Axel August Gustav Johann Freiherr von Freytagh-Loringhoven (* 1. Dezember 1878 in Arensburg (Kuressaare) auf Ösel (Saaremaa), in der damals russischen Provinz Gouvernement Estland; † 28. Oktober 1942 in Breslau, Niederschlesien) war Jurist (Professor für Staats- und Völkerrecht). 1917 erhielt er ein Ordinariat in Breslau und lebte dort. Er war ein völkisch gesinnter und antisemitischer Nationalist, Monarchist, Reichstagsabgeordneter in der DNVP/NSDAP von 1925 bis 1942 und preußischer Staatsrat.[1]

Leben bis zum Ende des Ersten Weltkrieges[Bearbeiten | Quelltext bearbeiten]

Axel von Freytagh-Loringhoven stammte aus einer deutsch-baltischen Adelsfamilie; er studierte an der größten estnischen, zum Teil deutschsprachigen Universität Dorpat, wo er Mitglied der deutschsprachigen Studentenverbindung Livonia Dorpat war. Er nahm als Reserveoffizier am Russisch-Japanischen Krieg teil. Nach seinem Doktorexamen wurde er 1908 Privatdozent in St. Petersburg. In St.
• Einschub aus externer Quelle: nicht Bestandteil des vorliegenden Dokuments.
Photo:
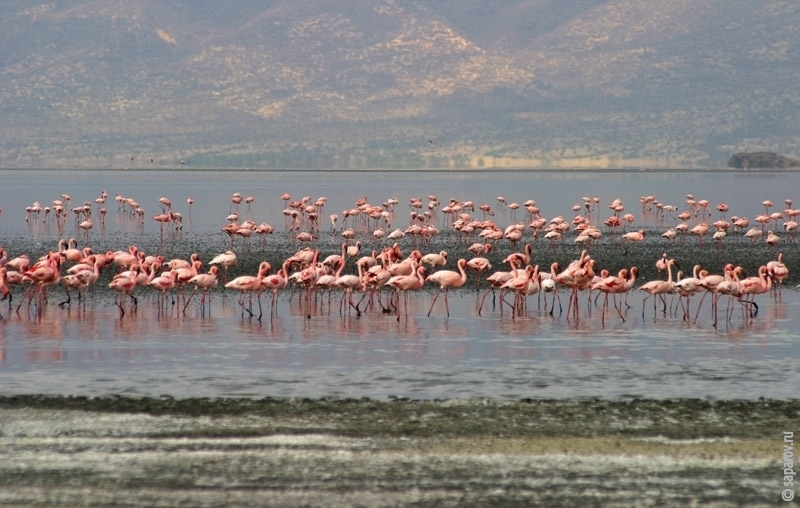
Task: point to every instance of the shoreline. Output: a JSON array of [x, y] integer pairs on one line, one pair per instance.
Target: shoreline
[[123, 451]]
Petersburg schrieb Freytagh-Loringhoven neben seiner Arbeit als Dozent politische Artikel in einer deutschsprachigen Zeitung. Ab 1910 wurde er Professor für Völkerrecht in Jaroslawl 220 km nordöstlich von Moskau. 1911 erhielt er einen Lehrstuhl in Dorpat (Tartu). Mit Beginn des Ersten Weltkriegs musste Freytagh-Loringhoven aus Russland flüchten. Wegen seiner Sprach- und juristischen Kenntnisse wurde er 1917 Berater des Oberbefehlshabers Ost. 1918 erhielt er einen Lehrstuhl für Recht an der Universität Breslau und siedelte nach dorthin über. Er lehrte Staats-, Verwaltungs- und Völkerrecht. Er blieb bis an sein Lebensende in Breslau.[2]
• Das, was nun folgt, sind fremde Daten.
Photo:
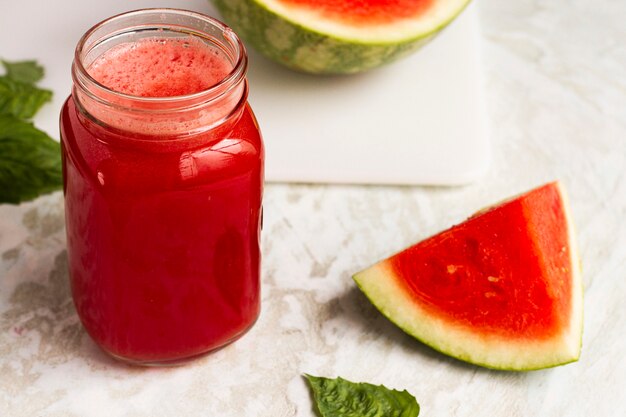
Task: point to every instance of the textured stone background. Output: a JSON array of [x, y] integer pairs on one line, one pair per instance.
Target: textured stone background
[[556, 88]]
Leben in der Weimarer Republik[Bearbeiten | Quelltext bearbeiten]

Freytagh-Loringhoven war über die Revolution 1918 schockiert. Ein demokratisches Regierungssystem lehnte er ab. Er fühlte sich anfangs als ein auf völkischem Boden stehender Monarchist und betrachtete den abgedankten Kaiser Wilhelm II. als sein Staatsoberhaupt.[3] In Breslau gehörte er 1919 dem Vorstand der dortigen Ortsgruppe des Deutschvölkischen Schutz- und Trutzbundes an (DVSTB).[4] Wie die anderen Mitglieder des DVSTB, die auf jeden Fall antidemokratisch gesinnt waren, war Freytagh-Loringhoven sehr antisemitisch eingestellt. Er war auch Mitglied in dem monarchistischen Bund der Aufrechten, der ebenfalls sehr antisemitisch war und sich in der Tradition Adolf Stoeckers sah. Beide Organisationen wurden nach dem von Rechtsradikalen erfolgten Mord an Walter Rathenau verboten. Freytagh-Loringhoven lehnte die Weimarer Verfassung unter anderem deswegen ab, weil der Autor der Verfassungsbestimmungen Hugo Preuß ein Jude war. In seinem gegen die Demokratie gerichteten Buch über die Weimarer Verfassung hatte er ein antisemitisches Programm entwickelt, das den Nationalsozialisten als Vorlage für die Nürnberger Gesetze hätte dienen können.[3]

Freytagh-Loringhoven machte die Sozialdemokraten, die Kommunisten und vor allem die Juden für die seiner Meinung aus der Revolution resultierende Kriegsniederlage verantwortlich. Besonders verwerflich fand er, dass die meisten staatstragenden Parteien wie SPD, Deutsche Zentrumspartei und DDP für die Unterzeichnung des Versailler Vertrags gestimmt hatten, als wenn es dazu eine Alternative gegeben hätte. Daher seien diese Parteien für die nachteiligen Bestimmungen dieses Vertrages verantwortlich und nicht die Niederlage im Ersten Weltkrieg.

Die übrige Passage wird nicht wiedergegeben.